We talked about waiting, yes—but more than that, we talked about who we’re becoming while we wait.
Rebekah used the word resoluteness, and I haven’t been able to shake it.
Not the loud, hype‑yourself‑up kind of determination. Not the kind that posts daily progress updates or demands immediate results. But the quiet kind. The kind that keeps showing up when no one is cheering. The kind that stays obedient even when the fruit is slow—or invisible.
The kind of faith that looks like doing the next small thing because God asked you to, not because it’s being rewarded.
One thing that stood out to me in our conversation was how often we mistake these seasons for delays—or worse, failures. We assume that if life has slowed down, God must have pressed pause.
But what if He hasn’t? What if He’s actually doing some of His deepest work right here?
We talked about seasons where God seems less interested in advancing our calling and far more invested in shaping our character. Seasons where our plans hit walls. Where our body slows us down. Where our energy, control, or certainty gets stripped away.

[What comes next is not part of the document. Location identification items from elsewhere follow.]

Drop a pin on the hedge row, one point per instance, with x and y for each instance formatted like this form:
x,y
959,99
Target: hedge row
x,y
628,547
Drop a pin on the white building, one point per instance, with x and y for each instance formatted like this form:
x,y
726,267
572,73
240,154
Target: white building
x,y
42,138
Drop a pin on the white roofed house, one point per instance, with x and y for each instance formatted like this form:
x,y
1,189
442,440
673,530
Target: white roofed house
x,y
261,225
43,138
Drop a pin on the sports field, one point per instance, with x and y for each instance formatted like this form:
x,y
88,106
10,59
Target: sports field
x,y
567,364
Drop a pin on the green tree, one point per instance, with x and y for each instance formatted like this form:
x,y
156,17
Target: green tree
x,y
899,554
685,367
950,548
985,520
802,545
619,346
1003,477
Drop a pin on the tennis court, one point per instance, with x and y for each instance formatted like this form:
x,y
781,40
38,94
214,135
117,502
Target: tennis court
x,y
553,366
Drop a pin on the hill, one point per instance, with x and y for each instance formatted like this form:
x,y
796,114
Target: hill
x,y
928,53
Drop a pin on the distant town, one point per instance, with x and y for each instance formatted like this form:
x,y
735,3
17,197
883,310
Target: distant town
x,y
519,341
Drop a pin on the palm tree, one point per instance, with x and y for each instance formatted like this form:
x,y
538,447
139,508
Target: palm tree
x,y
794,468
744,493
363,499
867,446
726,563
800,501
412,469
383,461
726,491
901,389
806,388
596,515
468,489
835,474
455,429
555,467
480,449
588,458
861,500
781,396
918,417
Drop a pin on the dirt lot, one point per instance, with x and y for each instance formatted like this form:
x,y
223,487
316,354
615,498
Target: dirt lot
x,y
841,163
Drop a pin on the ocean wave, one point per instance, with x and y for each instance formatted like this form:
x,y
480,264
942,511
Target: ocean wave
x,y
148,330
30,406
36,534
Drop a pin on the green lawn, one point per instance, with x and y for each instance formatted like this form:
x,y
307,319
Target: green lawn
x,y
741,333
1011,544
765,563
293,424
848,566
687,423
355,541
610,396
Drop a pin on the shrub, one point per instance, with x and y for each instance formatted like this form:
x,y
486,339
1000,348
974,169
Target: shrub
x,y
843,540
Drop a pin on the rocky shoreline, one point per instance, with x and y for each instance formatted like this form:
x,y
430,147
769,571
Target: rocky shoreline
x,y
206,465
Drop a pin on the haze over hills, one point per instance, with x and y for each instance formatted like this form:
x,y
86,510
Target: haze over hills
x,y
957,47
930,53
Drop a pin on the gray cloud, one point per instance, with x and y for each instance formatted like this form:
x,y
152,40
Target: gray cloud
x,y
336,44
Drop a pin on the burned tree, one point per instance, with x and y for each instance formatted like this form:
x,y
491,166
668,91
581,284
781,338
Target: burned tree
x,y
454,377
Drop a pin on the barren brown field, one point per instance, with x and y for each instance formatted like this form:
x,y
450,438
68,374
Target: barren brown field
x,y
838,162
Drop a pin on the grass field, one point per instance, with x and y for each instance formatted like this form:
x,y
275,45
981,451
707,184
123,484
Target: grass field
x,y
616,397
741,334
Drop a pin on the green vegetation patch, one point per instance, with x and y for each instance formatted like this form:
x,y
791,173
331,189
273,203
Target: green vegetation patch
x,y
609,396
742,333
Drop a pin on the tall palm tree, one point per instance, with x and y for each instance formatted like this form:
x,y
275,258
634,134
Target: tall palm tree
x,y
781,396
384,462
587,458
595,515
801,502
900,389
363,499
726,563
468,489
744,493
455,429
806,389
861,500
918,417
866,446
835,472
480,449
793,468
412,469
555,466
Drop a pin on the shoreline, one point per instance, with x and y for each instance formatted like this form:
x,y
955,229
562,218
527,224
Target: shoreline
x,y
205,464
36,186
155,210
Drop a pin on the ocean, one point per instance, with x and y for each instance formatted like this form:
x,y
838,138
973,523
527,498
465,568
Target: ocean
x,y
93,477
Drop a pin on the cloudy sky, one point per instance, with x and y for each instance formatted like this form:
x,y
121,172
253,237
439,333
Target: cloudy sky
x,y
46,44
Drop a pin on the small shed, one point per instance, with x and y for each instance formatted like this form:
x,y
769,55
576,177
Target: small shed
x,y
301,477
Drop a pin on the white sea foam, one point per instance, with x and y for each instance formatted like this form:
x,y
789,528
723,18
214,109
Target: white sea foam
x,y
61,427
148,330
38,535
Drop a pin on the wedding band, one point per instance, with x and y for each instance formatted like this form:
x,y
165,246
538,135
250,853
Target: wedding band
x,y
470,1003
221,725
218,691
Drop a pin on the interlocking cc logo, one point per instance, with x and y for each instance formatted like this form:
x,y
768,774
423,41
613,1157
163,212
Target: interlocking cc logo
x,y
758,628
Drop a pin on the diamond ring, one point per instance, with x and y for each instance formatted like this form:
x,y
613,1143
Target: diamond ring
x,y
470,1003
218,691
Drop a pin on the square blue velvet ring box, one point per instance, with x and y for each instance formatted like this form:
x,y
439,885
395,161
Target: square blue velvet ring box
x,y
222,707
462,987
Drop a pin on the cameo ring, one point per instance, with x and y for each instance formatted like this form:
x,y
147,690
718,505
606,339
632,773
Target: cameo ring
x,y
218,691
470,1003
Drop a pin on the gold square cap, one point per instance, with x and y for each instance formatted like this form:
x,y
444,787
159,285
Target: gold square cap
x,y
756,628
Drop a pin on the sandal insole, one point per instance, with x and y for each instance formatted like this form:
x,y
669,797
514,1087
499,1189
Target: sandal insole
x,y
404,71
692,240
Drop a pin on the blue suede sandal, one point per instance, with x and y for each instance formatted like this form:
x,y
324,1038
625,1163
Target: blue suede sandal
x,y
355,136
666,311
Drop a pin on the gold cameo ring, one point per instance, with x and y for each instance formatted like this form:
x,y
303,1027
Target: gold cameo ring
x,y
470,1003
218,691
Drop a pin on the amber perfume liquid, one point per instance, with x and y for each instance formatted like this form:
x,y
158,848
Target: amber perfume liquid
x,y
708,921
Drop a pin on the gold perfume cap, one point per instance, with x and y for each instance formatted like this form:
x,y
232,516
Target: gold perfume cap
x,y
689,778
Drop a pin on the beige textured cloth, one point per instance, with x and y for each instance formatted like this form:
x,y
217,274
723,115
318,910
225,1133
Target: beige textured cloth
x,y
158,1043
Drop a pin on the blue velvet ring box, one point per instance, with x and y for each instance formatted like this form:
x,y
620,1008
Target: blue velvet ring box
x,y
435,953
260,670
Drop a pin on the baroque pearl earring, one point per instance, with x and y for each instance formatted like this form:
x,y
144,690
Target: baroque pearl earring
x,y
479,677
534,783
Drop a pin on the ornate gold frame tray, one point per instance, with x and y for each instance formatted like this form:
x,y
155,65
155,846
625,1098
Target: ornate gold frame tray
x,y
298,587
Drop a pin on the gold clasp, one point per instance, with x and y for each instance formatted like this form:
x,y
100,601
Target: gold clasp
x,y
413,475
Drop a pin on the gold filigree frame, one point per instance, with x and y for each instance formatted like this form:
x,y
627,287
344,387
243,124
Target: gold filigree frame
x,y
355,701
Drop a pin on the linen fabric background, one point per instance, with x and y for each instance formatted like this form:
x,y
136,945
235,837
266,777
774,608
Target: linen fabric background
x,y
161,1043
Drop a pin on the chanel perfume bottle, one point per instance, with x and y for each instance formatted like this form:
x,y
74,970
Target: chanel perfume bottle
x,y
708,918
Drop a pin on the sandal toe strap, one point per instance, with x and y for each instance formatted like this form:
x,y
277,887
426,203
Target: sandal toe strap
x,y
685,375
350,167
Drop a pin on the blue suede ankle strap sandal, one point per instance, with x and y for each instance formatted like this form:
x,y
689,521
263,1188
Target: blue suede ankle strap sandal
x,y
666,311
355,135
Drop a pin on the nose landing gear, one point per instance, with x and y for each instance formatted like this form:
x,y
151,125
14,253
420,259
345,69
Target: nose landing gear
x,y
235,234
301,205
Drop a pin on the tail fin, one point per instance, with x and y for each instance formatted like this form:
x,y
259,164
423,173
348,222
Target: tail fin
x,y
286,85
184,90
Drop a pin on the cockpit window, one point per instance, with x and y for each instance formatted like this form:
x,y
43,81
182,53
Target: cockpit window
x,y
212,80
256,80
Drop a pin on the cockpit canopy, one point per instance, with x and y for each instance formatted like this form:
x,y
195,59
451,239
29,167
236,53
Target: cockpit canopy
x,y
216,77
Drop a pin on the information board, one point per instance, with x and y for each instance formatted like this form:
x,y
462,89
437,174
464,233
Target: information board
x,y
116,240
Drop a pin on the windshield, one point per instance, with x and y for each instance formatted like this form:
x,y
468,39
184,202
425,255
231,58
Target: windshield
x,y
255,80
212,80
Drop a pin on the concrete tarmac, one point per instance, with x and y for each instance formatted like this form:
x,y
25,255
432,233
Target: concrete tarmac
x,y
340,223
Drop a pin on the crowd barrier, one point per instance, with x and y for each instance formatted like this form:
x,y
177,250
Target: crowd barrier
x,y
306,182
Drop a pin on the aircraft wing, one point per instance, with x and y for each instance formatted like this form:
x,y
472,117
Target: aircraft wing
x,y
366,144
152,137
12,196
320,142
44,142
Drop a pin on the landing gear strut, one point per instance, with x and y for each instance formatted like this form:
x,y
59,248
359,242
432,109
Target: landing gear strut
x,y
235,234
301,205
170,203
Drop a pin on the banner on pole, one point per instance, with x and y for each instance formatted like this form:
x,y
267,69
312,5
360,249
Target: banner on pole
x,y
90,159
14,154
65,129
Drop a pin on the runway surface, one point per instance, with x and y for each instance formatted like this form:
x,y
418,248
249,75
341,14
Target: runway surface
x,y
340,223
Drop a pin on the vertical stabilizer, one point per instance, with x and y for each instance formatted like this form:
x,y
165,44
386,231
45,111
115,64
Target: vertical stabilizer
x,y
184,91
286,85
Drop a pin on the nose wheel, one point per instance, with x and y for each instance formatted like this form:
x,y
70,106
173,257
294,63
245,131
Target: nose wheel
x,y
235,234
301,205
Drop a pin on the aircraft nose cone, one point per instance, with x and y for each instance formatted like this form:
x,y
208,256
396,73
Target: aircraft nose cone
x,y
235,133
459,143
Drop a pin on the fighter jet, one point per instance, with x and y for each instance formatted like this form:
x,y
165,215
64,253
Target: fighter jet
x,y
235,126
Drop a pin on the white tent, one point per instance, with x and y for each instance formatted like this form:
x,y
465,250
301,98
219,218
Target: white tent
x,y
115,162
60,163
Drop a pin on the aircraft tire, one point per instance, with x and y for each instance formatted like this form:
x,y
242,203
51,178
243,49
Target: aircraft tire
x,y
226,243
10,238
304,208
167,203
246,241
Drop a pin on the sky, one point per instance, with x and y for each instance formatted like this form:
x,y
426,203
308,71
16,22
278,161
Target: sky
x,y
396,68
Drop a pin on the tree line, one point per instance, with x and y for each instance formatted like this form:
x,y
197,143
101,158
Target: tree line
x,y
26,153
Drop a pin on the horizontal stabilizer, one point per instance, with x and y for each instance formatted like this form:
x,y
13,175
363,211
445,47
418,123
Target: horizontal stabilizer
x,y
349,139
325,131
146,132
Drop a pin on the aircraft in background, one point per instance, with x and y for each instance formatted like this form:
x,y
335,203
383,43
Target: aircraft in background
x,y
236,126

And suddenly, we’re left with harder questions than we expected:
Who am I when I’m not producing? Who am I when my progress isn’t obvious? Who am I when I disappoint people—or stop trying to keep everyone happy?
Those questions don’t feel spiritual when you’re living them. They feel frustrating. Limiting. Sometimes even humiliating. But they’re holy questions. They get to the heart of what we believe about God—and ourselves.
Rebekah shared about learning surrender in seasons she didn’t choose. About letting go of timelines, expectations, and the need for approval. About discovering that freedom often comes after we release control, not before.
And as we talked, I kept thinking about how many of us are waiting for permission to move forward. Waiting for clarity. Waiting for confidence. Waiting for the perfect moment when everything finally feels lined up.
But what if waiting well doesn’t mean waiting until things are ideal? What if it looks like quiet obedience? Like taking the next faithful step with what you have—even if it feels small, unimpressive, or unfinished?
So much of the becoming God does in us happens without applause. It happens in routines no one sees. In obedience that doesn’t make sense yet. In staying when leaving would be easier. In beginning again when you’re tired of starting over.
And I know that kind of season can feel lonely.
If that’s where you are right now—if you feel overlooked, behind, or unsure if anything is actually changing—I want you to hear this: You are not wasting your life. You are not doing it wrong. You are not forgotten. You are becoming.
Even if it’s quiet. Even if it’s slow. Even if no one is clapping. God is still at work—and He’s paying attention.
If you’re in a season that feels unseen, I hope this week’s episode feels like companionship more than instruction. A reminder that you’re not alone in the in‑between.